Detention of patients over unpaid bills: Health minister, rights commission chair commit to end practice.

Cross-section of officials during meeting

The Minister of Public Health, Dr Manaouda Malachie, and the Chairman of the Cameroon Human Rights Commission, CHRC, Prof James Mouangue Kobila, have taken the commitment to fight against the detention of patients over unpaid hospital bills.

Both officials took this commitment Tuesday May 28 in Yaounde. 



This was during an audience Minister Manaouda Malachie granted Prof James Kobila and his delegation. 

Speaking during the audience, Prof James Kobila applauded the Minister of Public Health for his efforts in the improving in the care and safety of patients in hospitals across the country. 

He, however, expressed concerns over the situation of patients detained in health facilities over non-payment of medical bills. 

Prof Kobila cited the most recent case of a lady said to have been held for 62 days at the Yaounde Central Hospital for failing to pay her hospital bills.

The case, according to the rights commission head, prompted the institution to approach the said health facility with the hopes to help release the concerned.
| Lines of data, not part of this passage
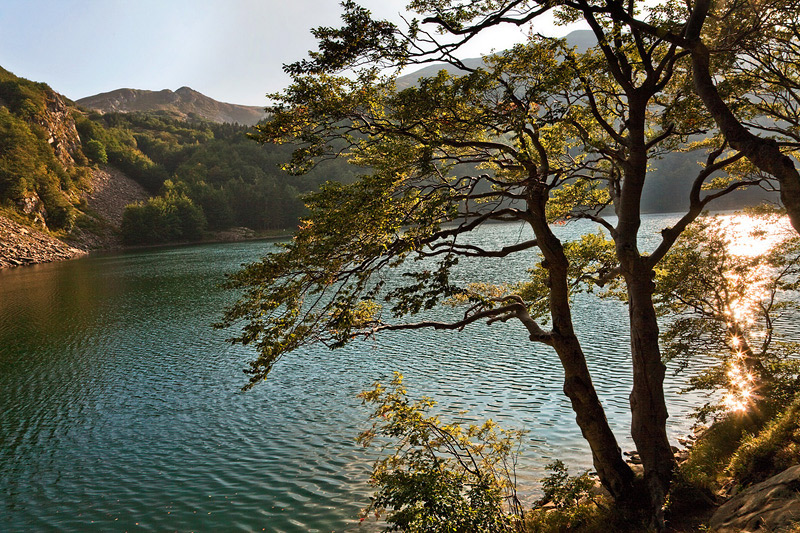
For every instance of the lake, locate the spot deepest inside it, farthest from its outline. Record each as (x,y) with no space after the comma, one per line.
(120,406)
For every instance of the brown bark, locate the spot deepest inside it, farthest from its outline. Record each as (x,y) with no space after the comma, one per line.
(614,473)
(764,153)
(648,406)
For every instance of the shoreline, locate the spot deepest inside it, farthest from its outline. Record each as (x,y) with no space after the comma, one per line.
(25,246)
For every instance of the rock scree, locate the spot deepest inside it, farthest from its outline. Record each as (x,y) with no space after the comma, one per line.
(769,506)
(20,245)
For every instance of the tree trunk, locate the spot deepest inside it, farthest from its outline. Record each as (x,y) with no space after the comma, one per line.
(614,473)
(765,154)
(648,406)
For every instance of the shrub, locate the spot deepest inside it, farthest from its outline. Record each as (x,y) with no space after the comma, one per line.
(774,449)
(439,477)
(96,151)
(161,220)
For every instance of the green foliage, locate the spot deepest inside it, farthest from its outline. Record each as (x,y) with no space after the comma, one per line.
(172,217)
(95,151)
(568,505)
(775,448)
(439,477)
(712,452)
(729,304)
(29,169)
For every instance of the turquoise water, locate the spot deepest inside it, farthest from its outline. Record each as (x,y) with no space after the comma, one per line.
(120,406)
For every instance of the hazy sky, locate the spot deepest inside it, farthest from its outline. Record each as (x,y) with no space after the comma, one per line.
(230,50)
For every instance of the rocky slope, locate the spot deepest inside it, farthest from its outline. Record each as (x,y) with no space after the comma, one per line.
(184,102)
(20,245)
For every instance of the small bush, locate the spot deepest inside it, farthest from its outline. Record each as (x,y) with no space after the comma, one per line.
(774,449)
(439,477)
(96,151)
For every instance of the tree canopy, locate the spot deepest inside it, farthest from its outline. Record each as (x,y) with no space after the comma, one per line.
(541,134)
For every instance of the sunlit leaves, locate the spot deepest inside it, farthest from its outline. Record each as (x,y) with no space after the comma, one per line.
(438,476)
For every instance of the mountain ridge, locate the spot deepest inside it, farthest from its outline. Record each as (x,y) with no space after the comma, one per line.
(184,103)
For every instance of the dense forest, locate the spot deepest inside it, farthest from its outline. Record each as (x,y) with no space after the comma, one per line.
(202,176)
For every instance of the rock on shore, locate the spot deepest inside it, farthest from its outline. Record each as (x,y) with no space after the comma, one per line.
(20,245)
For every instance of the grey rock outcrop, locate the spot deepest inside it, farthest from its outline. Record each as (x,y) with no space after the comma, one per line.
(770,506)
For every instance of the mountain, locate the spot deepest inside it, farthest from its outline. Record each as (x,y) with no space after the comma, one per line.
(183,103)
(581,39)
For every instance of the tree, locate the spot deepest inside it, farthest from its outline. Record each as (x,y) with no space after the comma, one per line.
(727,302)
(725,40)
(555,135)
(439,477)
(96,151)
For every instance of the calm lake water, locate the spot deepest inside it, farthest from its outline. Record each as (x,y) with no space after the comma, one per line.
(120,406)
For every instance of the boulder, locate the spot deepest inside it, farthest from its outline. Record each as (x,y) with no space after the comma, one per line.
(772,505)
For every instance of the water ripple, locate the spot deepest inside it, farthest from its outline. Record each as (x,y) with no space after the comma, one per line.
(119,405)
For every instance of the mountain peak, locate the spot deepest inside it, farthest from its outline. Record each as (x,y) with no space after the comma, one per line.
(183,102)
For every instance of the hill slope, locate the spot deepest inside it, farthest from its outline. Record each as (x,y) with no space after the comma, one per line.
(184,103)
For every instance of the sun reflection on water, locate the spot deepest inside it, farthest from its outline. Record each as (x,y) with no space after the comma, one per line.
(749,240)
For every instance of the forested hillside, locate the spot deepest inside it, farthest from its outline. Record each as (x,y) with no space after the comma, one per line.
(201,175)
(42,166)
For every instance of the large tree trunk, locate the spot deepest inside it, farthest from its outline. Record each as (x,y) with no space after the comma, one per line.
(614,473)
(648,406)
(765,154)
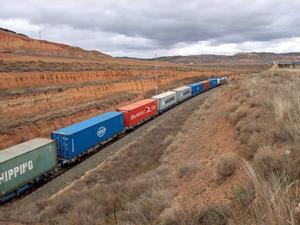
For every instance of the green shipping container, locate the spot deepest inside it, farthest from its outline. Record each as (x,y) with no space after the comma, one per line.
(24,162)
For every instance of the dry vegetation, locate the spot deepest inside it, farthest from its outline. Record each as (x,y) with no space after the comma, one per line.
(265,111)
(140,185)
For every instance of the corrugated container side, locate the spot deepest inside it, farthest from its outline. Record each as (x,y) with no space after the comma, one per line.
(196,88)
(137,112)
(74,144)
(23,168)
(205,84)
(213,82)
(165,100)
(183,93)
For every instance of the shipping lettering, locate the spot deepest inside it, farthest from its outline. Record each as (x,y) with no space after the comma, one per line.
(141,113)
(16,171)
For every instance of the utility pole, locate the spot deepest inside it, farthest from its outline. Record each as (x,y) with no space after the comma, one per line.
(156,75)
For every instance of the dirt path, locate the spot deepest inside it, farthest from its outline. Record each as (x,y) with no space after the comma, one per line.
(174,118)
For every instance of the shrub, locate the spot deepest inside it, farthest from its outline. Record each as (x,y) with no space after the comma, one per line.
(207,215)
(226,165)
(265,161)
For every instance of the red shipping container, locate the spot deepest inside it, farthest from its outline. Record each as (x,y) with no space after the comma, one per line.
(138,111)
(205,84)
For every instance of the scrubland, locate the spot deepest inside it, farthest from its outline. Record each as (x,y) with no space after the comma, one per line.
(229,156)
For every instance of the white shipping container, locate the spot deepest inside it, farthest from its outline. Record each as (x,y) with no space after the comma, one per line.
(165,100)
(183,93)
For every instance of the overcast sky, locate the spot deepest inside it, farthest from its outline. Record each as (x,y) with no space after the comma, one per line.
(142,28)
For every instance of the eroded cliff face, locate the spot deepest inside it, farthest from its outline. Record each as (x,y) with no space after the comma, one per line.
(36,103)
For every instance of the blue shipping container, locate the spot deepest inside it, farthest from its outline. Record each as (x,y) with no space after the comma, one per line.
(213,82)
(80,137)
(197,88)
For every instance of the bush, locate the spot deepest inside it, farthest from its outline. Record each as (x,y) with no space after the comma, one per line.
(207,215)
(226,165)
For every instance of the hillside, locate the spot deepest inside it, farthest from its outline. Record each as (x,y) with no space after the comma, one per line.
(240,58)
(15,43)
(45,85)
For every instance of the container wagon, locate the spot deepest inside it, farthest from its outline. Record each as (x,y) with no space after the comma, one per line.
(183,93)
(222,80)
(79,138)
(205,84)
(22,165)
(213,82)
(165,100)
(197,88)
(138,112)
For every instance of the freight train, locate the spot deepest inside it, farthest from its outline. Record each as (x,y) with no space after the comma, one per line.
(27,164)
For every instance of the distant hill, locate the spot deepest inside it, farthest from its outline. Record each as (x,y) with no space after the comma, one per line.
(237,58)
(12,42)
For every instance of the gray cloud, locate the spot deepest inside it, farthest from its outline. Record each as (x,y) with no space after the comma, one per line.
(131,27)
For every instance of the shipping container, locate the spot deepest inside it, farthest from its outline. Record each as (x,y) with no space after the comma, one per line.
(79,138)
(197,88)
(165,100)
(213,82)
(183,93)
(223,80)
(25,162)
(205,85)
(139,111)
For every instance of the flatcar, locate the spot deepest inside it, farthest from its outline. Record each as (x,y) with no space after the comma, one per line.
(24,165)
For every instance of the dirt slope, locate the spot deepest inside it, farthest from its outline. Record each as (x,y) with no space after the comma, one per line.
(11,42)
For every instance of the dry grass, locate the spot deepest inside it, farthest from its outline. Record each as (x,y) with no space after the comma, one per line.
(226,165)
(193,215)
(269,132)
(273,203)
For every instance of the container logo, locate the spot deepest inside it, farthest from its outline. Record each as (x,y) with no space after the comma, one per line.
(148,109)
(101,131)
(23,168)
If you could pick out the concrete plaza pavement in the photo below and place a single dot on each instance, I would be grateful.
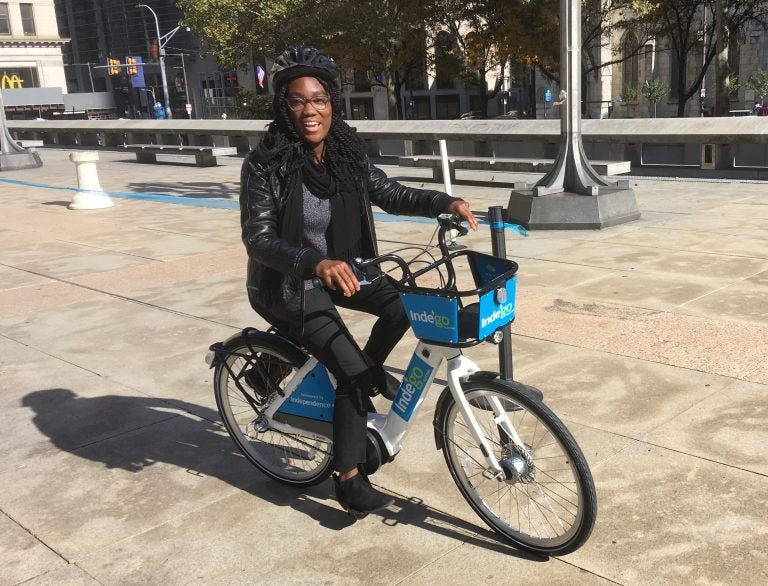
(650, 340)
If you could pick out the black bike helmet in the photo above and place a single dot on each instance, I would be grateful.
(303, 61)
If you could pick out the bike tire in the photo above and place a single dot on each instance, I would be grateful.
(550, 508)
(250, 375)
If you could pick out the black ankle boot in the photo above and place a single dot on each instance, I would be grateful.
(358, 497)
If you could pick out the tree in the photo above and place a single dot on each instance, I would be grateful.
(234, 31)
(758, 81)
(654, 91)
(386, 38)
(690, 29)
This, Prof James Kobila added, was done Monday May 27. 

He used the opportunity to recommend the putting in place of a long-term solution by the Ministry of Public Health to address the recurring violation of human rights and also create an inventory of cases of patients held in medical facilities over nonpayment of bills.

Responding to the worries of the commission’s head, Minister Manaouda stated that when news of the detention of the patients got to him, he held an emergency meeting with his collaborators during which he ordered for the unconditional release of the woman in question.

The member of government equally added that he has already instructed the setting up of a commission to identify similar cases in all health facilities with the objective to have the release immediately.

Minister Manaouda equally condemned the practice of detaining patients adding that some internally measure were being examined at his level to put an end to the practice.

He, however, regretted the fact that some of these patients, who fail to pay their hospital bills, do so out of bad faith as some have the ability to pay, but refuse to do. 

Some of the patients, the minister regretted, refuse to go to the health facility for social services, where appropriate investigations are carried out to establish that they are poor and unable to pay their bills for their discharge process to be launched and their bills forwarded to the hospital’s hierarchy for payment by the state.

According to Dr Manaouda, the Universal Health Coverage scheme funding mechanisms will help to address the issue of payment for health care bills.